Funded by the Joseph Rowntree Foundation, it is filled with numbers that ought to worry anyone with a conscience. Hundreds of thousands, and perhaps millions of people, are being pushed to the limit.
For example, a quarter of the poorest Britons are falling behind with repayments, and two thirds of them have assets worth less than half of their debts.
Once they are in debt, people on low incomes tend to stay there. Half of the bottom 20 per cent of earners who fall into arrears are likely to be in the same position two years later. They become trapped in a cycle that is devilishly hard to break out of, all the more so as the squeeze on household budgets continues.
The IFS argues that the scary looking number for Britons’ total unsecured debt - £200bn according to the Bank of England - is less important and less scary than it looks. That’s because 60 per cent of it is held by higher earners and most of them have assets - savings accounts and the like - which they can call on to fund repayments if things get tight.
It's those who aren't in that fortunate position whom it highlights as a cause for concern.
Although I’d still argue that that £200bn is of sufficient size that the Bank is correct to be nervous, particularly given the current risks to the UK economy (hello Brexit), this is a sensible conclusion to draw. The Financial Services Authority appears to have been thinking along similar lines if you consider the focus of the recent work it has conducted on unsecured debt; credit cards, overdrafts, personal loans and the like.

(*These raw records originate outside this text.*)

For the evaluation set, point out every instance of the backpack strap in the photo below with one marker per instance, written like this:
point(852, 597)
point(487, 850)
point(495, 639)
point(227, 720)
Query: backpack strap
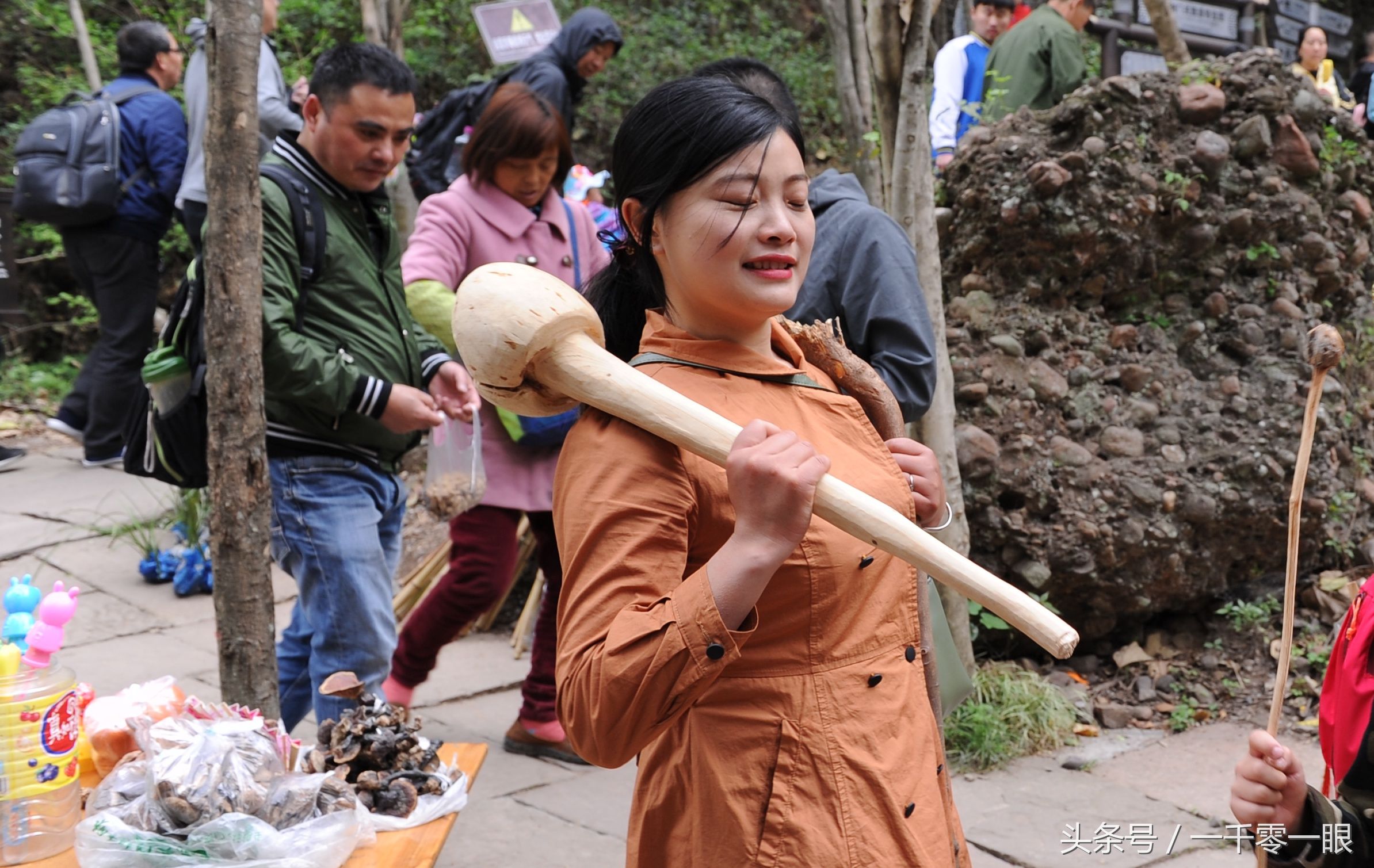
point(572, 238)
point(119, 101)
point(127, 95)
point(785, 380)
point(308, 225)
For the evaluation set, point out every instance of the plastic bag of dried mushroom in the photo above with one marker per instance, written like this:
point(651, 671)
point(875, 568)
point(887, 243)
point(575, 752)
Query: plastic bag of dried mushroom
point(454, 477)
point(377, 748)
point(216, 791)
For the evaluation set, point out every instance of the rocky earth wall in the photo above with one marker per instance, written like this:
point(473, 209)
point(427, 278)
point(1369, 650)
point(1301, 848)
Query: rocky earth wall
point(1128, 281)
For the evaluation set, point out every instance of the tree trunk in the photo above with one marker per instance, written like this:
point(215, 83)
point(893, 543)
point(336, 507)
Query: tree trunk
point(849, 43)
point(1167, 29)
point(374, 21)
point(239, 485)
point(886, 40)
point(84, 44)
point(911, 204)
point(395, 18)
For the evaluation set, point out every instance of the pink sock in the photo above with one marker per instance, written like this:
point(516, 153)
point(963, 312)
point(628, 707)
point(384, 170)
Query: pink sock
point(398, 693)
point(547, 731)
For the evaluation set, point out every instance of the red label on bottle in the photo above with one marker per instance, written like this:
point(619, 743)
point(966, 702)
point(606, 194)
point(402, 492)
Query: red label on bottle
point(62, 725)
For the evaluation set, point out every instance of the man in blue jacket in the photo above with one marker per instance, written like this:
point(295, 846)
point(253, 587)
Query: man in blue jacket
point(116, 263)
point(960, 72)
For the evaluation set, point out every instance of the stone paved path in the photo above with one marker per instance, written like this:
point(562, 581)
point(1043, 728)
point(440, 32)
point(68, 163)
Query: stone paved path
point(533, 812)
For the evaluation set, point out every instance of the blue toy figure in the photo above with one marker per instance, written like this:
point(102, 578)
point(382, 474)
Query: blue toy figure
point(194, 575)
point(20, 602)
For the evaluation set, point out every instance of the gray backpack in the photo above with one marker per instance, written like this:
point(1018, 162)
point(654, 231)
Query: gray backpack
point(68, 161)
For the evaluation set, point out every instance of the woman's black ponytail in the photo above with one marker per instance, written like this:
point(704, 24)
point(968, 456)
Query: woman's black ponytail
point(670, 140)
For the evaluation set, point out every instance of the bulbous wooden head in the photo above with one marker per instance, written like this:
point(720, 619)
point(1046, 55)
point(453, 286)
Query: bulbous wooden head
point(505, 318)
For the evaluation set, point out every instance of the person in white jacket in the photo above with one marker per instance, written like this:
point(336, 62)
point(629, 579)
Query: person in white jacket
point(960, 70)
point(278, 110)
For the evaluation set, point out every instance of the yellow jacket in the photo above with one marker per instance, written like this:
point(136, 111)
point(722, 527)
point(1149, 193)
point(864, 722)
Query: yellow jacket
point(1329, 84)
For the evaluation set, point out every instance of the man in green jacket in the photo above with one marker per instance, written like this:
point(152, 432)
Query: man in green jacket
point(1292, 820)
point(352, 387)
point(1039, 61)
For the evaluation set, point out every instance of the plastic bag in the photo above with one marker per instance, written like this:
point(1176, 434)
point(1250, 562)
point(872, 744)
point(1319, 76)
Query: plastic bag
point(200, 771)
point(455, 480)
point(106, 721)
point(429, 806)
point(232, 840)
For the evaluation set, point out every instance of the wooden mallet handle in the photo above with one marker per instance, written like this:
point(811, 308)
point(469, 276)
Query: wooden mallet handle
point(535, 346)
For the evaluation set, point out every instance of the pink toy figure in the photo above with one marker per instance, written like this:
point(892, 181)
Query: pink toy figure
point(47, 635)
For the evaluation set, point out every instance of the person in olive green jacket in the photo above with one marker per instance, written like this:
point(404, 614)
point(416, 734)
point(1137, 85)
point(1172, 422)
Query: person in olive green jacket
point(349, 391)
point(1292, 820)
point(1039, 61)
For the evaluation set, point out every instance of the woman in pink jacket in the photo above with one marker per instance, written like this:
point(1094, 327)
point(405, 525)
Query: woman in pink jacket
point(505, 209)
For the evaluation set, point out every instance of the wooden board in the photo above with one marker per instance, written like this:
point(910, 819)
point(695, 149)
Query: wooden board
point(418, 848)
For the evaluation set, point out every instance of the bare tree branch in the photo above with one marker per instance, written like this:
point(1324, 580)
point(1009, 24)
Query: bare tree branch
point(1167, 29)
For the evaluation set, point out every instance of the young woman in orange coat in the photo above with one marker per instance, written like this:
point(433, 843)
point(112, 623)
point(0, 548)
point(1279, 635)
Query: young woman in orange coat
point(762, 665)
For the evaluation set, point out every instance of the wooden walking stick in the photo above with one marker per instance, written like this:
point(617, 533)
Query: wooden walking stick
point(535, 346)
point(1323, 351)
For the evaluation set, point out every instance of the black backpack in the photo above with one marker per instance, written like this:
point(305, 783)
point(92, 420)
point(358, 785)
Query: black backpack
point(169, 443)
point(436, 158)
point(68, 161)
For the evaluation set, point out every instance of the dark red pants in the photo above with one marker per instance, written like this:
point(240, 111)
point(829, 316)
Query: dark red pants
point(480, 569)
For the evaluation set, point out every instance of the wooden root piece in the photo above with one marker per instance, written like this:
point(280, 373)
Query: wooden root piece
point(342, 685)
point(535, 346)
point(823, 345)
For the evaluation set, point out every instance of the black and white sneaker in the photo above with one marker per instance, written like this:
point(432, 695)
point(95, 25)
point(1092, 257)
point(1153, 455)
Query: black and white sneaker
point(9, 458)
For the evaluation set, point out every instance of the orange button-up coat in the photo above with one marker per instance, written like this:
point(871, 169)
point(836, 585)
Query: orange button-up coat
point(803, 739)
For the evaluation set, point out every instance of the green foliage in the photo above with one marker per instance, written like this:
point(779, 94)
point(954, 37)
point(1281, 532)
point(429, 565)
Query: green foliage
point(1200, 72)
point(1362, 459)
point(1178, 187)
point(37, 384)
point(1341, 506)
point(1337, 151)
point(1012, 713)
point(140, 534)
point(994, 98)
point(986, 618)
point(193, 513)
point(1184, 714)
point(1251, 614)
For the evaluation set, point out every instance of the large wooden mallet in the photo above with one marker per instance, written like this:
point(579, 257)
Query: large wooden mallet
point(535, 346)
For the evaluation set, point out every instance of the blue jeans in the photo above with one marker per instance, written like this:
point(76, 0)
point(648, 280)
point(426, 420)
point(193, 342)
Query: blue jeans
point(337, 530)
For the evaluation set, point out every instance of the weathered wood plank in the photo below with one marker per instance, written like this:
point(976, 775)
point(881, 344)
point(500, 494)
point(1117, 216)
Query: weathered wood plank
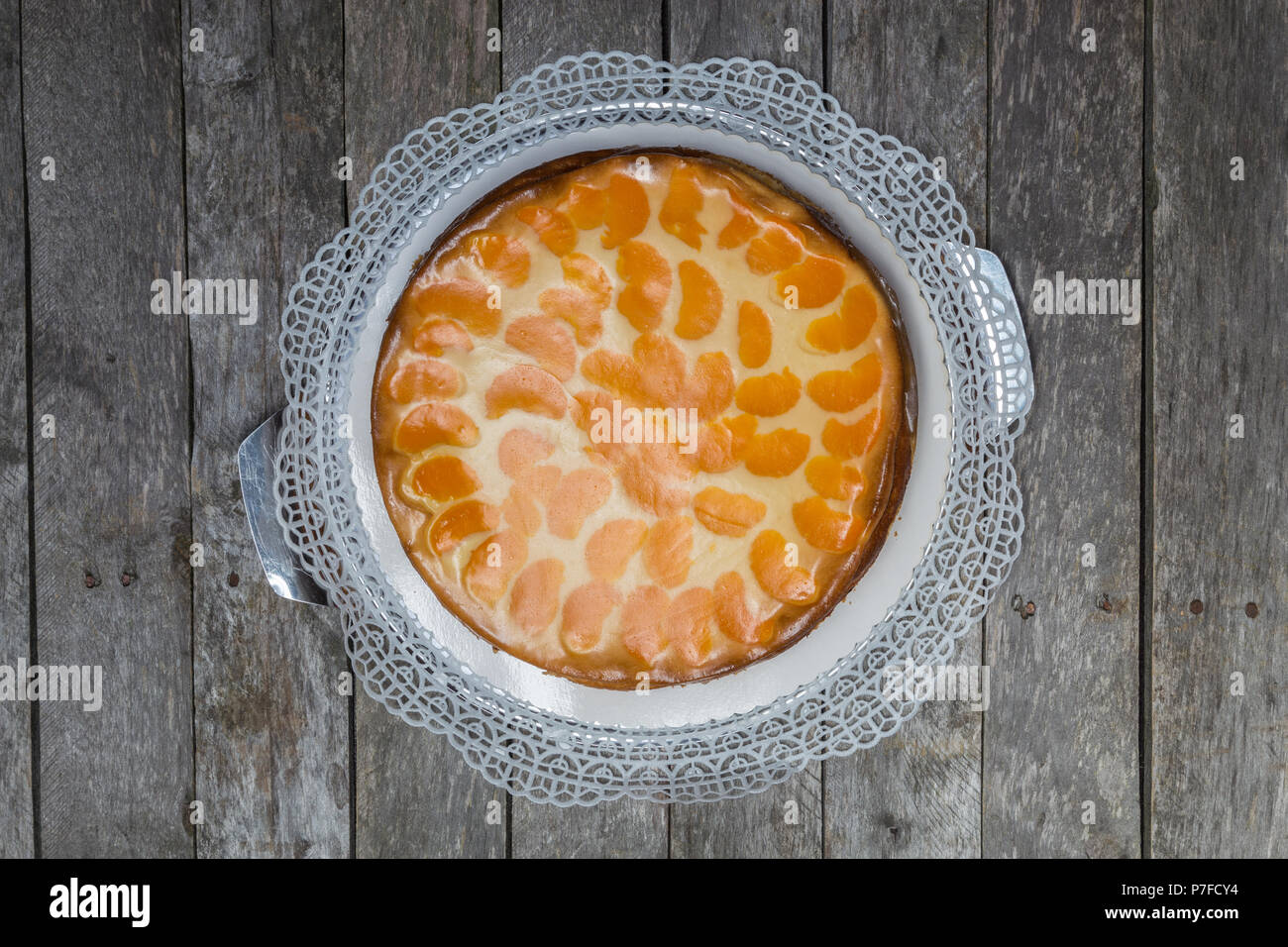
point(415, 793)
point(263, 115)
point(533, 34)
point(1065, 196)
point(917, 792)
point(1220, 742)
point(786, 821)
point(103, 98)
point(17, 825)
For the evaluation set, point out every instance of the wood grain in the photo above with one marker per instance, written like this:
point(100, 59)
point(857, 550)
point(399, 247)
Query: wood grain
point(1065, 195)
point(111, 489)
point(17, 823)
point(915, 793)
point(787, 819)
point(403, 65)
point(265, 136)
point(533, 34)
point(1220, 757)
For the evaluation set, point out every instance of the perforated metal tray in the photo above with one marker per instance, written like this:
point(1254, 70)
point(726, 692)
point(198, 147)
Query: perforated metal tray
point(822, 697)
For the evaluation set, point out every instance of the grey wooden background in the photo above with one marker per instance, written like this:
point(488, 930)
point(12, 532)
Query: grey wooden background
point(1120, 690)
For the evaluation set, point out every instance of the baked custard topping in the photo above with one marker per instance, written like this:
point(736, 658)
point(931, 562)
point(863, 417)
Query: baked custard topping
point(642, 416)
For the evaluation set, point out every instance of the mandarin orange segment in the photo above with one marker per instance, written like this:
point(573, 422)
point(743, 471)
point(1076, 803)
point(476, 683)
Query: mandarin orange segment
point(700, 302)
point(436, 335)
point(464, 300)
point(844, 390)
point(526, 388)
point(546, 339)
point(584, 615)
point(625, 211)
point(436, 423)
point(640, 630)
point(580, 493)
point(587, 274)
point(535, 596)
point(612, 545)
point(777, 454)
point(728, 514)
point(733, 616)
point(445, 476)
point(679, 213)
point(776, 250)
point(423, 379)
point(587, 206)
point(831, 478)
point(769, 395)
point(648, 285)
point(848, 441)
point(661, 368)
point(827, 528)
point(456, 522)
point(595, 551)
point(519, 450)
point(506, 257)
point(755, 335)
point(687, 625)
point(846, 329)
point(772, 562)
point(493, 564)
point(613, 371)
point(553, 228)
point(578, 308)
point(649, 488)
point(722, 444)
point(818, 279)
point(711, 386)
point(668, 549)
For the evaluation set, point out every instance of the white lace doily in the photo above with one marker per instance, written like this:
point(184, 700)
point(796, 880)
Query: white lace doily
point(550, 758)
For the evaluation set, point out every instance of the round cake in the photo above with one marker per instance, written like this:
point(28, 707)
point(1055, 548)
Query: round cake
point(642, 418)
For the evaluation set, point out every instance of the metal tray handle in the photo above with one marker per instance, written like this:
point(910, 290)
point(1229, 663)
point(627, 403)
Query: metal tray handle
point(257, 462)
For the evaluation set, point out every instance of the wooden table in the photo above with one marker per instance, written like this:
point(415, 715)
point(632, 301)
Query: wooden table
point(1141, 707)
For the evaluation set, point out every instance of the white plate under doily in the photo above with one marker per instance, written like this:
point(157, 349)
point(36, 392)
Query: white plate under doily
point(957, 534)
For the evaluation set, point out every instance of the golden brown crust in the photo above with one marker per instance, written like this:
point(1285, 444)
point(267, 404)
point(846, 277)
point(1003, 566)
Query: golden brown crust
point(660, 285)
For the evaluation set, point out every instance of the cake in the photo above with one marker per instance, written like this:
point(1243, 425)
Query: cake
point(642, 418)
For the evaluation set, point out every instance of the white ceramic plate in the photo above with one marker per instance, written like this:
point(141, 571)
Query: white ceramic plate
point(772, 678)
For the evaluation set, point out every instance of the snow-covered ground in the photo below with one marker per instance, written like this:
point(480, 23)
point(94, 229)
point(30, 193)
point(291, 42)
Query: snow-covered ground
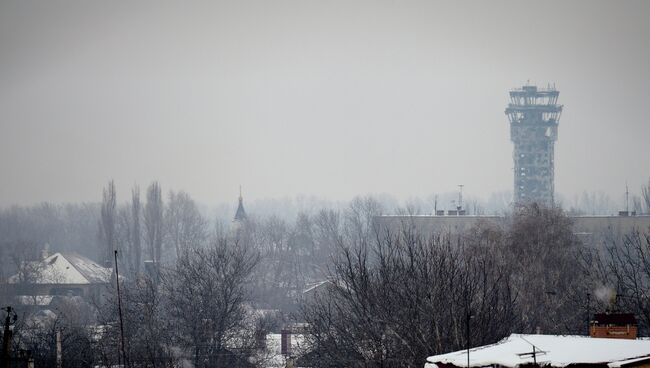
point(556, 351)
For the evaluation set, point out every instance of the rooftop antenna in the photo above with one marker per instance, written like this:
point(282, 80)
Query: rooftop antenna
point(627, 197)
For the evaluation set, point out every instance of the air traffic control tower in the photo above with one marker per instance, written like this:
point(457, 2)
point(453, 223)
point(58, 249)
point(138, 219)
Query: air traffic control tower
point(534, 116)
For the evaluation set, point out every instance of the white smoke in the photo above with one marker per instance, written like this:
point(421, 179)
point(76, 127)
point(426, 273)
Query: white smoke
point(605, 294)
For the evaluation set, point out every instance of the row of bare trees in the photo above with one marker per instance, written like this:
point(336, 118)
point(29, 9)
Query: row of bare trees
point(398, 296)
point(154, 231)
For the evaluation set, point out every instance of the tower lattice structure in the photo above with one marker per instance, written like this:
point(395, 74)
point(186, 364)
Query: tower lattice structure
point(534, 116)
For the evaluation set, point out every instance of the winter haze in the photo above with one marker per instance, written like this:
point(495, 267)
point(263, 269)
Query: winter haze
point(325, 98)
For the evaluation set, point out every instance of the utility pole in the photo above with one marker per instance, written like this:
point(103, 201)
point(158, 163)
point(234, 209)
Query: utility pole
point(460, 197)
point(6, 339)
point(59, 352)
point(469, 316)
point(119, 309)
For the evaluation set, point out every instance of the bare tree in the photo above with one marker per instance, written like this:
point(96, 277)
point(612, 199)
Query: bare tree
point(545, 256)
point(207, 290)
point(136, 212)
point(398, 298)
point(153, 221)
point(184, 224)
point(108, 220)
point(645, 193)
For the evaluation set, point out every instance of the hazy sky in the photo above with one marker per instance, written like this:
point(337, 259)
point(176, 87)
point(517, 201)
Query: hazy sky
point(325, 98)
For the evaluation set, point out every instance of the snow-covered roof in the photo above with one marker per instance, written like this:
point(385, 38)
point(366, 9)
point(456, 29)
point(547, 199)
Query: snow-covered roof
point(552, 350)
point(272, 356)
point(68, 268)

What should never be forgotten is that behind the report's many numbers lies a tide of human misery, of people reliant on food banks, struggling to put clothes on their children, borrowing to ensure they have at least some form of Christmas, and losing sleep as the bills roll in.
This too often gets lost amid coldly rational academic analysis. It is understood intellectually by researchers and policymakers, and by the controlling brains at the FCA and the Bank, for example, but they don’t always have a good feel for the dilemmas faced by households feeling the squeeze because vanishingly few of them have ever been in that position.
Vanishingly few of them have felt the pressure of living from pay cheque to pay cheque while trying to keep an ever increasing number of plates spinning. Perhaps that’s something they might care to consider when they next look at recruitment.
In the meantime the IFS sums up with a call for, you've guessed it, yet more research, for example, to understand more deeply “why households take on new debt” and don't use the assets they have to pay it down. That one’s actually rather easy: they hope something will turn up to bail them out in future. It almost never does. But the power of prayer, or of lottery tickets, can be terribly seductive when you’re in a jam.